Tanny slowed the ship to a stop. The Mobius was at the outer limits of the Freeride System. They were too deep in the astral to pick up anything on sensors—far too deep—but the concealment worked both ways. Nothing should have been traveling this far down; Mort had described the Mobius as an elephant walking a tightrope, but Carl figured anyone would be able to see that. Mort had tried changing to a non elephant-centric metaphor, but Carl had admitted that he really didn’t care, so long as Mort didn’t get them stuck in a purple haze again.
“Janny isn’t a—”
“Janice,” Tanny insisted.
“—isn’t a problem at the moment. We’ve still got to deal with the pirates.” Carl keyed the intra-ship comm. “OK, Mort. Set us back in real-space, nice and gentle.”

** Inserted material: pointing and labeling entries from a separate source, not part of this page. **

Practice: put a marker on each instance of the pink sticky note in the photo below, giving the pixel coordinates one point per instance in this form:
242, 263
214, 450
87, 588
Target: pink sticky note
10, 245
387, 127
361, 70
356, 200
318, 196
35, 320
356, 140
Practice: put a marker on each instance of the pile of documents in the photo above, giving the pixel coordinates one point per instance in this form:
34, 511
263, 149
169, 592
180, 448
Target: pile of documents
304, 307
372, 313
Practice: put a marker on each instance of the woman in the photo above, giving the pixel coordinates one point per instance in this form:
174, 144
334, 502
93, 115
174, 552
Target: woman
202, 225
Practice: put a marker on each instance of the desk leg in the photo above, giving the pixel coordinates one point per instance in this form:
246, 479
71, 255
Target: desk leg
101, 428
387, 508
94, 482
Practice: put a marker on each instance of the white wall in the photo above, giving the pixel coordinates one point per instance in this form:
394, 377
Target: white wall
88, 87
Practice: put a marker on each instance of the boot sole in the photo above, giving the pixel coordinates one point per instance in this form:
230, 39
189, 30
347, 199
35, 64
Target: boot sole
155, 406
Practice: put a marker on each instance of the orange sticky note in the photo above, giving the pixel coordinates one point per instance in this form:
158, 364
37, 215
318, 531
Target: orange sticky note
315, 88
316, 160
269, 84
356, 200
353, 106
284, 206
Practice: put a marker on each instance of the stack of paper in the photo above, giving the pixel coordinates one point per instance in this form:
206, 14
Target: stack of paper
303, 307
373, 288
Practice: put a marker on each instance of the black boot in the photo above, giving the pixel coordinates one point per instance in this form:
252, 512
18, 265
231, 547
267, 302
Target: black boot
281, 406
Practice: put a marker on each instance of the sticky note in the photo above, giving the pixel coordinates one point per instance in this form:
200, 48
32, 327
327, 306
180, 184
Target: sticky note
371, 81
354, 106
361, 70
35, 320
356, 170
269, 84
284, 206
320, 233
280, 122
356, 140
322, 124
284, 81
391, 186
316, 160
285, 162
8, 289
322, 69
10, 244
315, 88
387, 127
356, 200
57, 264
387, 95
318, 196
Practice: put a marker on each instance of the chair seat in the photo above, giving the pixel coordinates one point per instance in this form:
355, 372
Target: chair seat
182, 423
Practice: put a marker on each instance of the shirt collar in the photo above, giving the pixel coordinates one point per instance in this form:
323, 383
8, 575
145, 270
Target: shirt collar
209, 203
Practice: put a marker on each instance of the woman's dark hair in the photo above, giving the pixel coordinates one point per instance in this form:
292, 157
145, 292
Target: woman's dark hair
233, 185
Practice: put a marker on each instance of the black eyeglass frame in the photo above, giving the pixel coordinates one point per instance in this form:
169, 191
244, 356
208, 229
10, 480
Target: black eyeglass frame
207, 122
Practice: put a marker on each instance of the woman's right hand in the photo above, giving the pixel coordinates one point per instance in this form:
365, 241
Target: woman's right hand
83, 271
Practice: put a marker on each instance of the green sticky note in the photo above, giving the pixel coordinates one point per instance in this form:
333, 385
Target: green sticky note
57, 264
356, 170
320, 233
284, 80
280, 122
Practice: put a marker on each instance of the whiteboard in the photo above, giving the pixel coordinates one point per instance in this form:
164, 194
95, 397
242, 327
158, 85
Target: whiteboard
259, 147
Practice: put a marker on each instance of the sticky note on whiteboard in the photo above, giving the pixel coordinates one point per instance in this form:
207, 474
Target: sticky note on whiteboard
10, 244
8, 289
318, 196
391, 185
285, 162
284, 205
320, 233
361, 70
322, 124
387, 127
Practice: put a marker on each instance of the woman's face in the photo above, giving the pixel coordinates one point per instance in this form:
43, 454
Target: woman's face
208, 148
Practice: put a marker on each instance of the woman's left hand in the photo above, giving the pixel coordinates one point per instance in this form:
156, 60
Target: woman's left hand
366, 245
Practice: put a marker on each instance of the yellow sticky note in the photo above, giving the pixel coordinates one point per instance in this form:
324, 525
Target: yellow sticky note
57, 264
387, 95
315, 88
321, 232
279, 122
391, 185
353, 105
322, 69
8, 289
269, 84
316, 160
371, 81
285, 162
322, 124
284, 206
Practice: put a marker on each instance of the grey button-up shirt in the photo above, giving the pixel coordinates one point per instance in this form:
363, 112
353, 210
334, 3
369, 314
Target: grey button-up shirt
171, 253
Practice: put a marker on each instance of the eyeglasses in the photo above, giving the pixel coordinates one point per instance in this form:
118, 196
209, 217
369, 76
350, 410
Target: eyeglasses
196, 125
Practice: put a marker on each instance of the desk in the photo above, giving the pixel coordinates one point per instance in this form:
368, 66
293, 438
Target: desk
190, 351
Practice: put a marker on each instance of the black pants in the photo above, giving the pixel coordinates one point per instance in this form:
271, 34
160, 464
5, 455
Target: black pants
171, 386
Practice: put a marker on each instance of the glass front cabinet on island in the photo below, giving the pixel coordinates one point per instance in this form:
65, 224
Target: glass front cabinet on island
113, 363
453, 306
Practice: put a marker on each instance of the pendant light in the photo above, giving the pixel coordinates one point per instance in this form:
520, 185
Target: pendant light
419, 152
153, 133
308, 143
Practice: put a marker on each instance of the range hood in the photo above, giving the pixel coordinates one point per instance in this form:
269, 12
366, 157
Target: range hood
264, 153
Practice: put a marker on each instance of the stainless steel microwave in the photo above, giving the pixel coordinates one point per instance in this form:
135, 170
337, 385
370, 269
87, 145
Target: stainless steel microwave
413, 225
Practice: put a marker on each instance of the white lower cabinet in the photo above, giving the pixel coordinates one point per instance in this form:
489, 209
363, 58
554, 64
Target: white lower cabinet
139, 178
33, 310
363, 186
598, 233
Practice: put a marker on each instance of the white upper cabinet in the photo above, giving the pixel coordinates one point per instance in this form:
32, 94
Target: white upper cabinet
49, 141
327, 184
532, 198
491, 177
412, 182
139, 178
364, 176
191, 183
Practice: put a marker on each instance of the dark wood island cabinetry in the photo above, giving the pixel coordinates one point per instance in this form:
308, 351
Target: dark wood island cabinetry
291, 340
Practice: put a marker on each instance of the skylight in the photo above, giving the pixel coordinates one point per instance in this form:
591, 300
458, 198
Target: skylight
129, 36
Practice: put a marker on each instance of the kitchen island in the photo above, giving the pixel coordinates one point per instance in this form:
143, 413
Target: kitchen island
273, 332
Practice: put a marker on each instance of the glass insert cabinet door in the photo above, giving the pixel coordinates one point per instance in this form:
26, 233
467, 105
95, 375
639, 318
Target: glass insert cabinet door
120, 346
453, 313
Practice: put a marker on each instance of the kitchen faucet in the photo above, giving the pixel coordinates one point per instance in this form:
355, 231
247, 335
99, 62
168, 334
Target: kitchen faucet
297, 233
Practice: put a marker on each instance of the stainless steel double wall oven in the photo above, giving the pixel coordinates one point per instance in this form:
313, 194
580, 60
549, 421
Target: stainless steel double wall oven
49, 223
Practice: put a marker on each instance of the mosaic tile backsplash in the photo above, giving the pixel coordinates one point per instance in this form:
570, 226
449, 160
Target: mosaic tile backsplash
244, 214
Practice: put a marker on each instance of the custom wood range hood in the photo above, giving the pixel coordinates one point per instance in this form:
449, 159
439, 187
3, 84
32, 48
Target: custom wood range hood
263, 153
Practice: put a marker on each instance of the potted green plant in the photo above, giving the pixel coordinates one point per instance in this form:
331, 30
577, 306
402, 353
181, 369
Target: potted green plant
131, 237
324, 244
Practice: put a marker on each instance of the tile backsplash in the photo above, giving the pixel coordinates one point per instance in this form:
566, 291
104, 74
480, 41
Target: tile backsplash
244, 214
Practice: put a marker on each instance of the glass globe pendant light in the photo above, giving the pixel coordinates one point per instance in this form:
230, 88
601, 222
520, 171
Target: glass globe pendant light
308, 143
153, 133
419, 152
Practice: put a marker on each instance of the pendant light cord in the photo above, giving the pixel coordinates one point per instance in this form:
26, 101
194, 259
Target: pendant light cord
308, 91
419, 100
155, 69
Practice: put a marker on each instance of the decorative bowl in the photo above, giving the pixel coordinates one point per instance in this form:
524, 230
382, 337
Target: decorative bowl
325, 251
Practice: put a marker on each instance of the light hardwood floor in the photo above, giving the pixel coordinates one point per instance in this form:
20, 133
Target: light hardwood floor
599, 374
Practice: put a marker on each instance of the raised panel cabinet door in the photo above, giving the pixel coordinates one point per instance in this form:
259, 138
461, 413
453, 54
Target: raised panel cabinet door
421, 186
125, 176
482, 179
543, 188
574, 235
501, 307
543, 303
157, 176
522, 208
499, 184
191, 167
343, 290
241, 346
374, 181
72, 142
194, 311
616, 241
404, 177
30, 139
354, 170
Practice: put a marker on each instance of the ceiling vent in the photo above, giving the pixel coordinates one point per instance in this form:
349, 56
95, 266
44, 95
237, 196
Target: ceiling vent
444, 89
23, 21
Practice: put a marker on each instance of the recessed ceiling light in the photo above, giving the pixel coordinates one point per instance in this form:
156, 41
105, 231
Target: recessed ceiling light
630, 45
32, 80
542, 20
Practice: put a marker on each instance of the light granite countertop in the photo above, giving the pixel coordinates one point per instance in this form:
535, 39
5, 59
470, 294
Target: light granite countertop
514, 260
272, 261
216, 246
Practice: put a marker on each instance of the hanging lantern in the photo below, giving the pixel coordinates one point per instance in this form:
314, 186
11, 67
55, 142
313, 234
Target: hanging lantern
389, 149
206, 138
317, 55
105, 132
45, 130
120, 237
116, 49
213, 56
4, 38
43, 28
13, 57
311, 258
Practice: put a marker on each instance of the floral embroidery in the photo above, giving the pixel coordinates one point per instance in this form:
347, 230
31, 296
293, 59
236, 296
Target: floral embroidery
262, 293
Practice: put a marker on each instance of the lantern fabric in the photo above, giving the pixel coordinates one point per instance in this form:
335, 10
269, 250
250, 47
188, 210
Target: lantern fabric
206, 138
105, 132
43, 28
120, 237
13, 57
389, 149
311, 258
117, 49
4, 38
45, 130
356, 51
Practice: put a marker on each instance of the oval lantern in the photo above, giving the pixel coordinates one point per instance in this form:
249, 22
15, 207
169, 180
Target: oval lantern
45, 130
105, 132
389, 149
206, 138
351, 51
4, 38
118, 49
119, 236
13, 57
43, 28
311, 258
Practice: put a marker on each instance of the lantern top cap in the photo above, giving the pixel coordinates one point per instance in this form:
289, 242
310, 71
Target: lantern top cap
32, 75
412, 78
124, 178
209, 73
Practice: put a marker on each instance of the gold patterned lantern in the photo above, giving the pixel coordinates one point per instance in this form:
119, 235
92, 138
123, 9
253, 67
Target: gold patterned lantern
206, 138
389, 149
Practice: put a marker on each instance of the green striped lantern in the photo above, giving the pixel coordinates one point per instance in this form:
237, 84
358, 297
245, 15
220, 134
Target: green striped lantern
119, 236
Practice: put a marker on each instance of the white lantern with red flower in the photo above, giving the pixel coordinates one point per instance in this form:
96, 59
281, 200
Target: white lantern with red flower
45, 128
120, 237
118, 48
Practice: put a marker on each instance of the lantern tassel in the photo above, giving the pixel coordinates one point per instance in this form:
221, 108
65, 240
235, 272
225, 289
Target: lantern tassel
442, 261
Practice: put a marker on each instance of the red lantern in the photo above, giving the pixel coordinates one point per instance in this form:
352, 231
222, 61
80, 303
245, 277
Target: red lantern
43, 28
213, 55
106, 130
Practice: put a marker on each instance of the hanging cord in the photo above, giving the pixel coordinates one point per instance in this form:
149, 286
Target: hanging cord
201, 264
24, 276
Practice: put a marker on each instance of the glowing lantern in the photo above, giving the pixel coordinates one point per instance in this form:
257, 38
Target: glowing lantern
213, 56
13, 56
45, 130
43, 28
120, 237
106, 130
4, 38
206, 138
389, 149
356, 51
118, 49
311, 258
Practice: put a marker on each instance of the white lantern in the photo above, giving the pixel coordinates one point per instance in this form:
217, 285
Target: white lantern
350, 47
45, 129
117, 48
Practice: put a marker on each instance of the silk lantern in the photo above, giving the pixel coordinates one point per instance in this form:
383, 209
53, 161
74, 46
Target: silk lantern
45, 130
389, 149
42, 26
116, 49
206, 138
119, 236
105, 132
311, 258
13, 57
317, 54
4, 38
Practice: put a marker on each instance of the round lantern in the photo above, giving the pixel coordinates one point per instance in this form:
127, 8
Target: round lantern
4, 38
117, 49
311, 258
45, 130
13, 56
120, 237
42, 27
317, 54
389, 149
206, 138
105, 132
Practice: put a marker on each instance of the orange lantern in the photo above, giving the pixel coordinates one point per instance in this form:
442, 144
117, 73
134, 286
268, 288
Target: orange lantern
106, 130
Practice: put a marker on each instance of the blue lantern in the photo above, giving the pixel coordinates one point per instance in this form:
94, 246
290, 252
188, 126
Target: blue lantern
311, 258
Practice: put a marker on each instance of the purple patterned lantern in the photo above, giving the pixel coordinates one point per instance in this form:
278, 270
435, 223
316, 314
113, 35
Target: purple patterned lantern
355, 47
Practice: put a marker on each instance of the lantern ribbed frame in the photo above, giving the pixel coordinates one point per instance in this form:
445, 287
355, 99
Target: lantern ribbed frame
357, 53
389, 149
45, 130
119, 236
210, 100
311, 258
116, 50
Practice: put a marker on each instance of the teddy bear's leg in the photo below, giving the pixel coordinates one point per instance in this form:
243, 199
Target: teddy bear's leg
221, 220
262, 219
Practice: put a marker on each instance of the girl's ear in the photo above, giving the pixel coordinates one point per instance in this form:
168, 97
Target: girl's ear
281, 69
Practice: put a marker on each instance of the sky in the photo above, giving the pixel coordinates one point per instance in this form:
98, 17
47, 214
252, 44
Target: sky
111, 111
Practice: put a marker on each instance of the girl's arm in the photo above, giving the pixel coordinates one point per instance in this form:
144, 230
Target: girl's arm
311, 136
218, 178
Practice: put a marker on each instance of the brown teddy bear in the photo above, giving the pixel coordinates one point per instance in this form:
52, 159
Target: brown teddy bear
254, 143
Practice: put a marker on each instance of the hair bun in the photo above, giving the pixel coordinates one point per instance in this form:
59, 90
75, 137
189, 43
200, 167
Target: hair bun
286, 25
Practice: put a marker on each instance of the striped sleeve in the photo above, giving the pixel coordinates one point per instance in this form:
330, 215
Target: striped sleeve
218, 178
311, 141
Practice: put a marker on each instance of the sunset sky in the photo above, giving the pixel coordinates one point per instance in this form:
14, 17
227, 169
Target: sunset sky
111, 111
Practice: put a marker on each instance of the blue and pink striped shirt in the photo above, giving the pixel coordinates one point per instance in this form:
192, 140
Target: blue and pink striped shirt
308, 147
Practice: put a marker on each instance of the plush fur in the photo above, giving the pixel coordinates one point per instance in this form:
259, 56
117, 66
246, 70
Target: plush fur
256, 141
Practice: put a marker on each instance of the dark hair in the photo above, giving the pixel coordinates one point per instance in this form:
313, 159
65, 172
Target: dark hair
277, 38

A shout echoed through the corridor from the common room. “Don’t tell me my business!”
Carl double-checked to make sure the comm was off. “Geez, who’d have thought the fridge was the key to everyone’s mood on this ship,” he said to Tanny. Then he caught a glimpse of the bloodshot glare she was giving him. “Present company excluded, of course. Don’t worry. Recitol might be tough to find out here, but you can bet the rest is for sale.”
“You’d like that, wouldn’t you?” Tanny asked with venom.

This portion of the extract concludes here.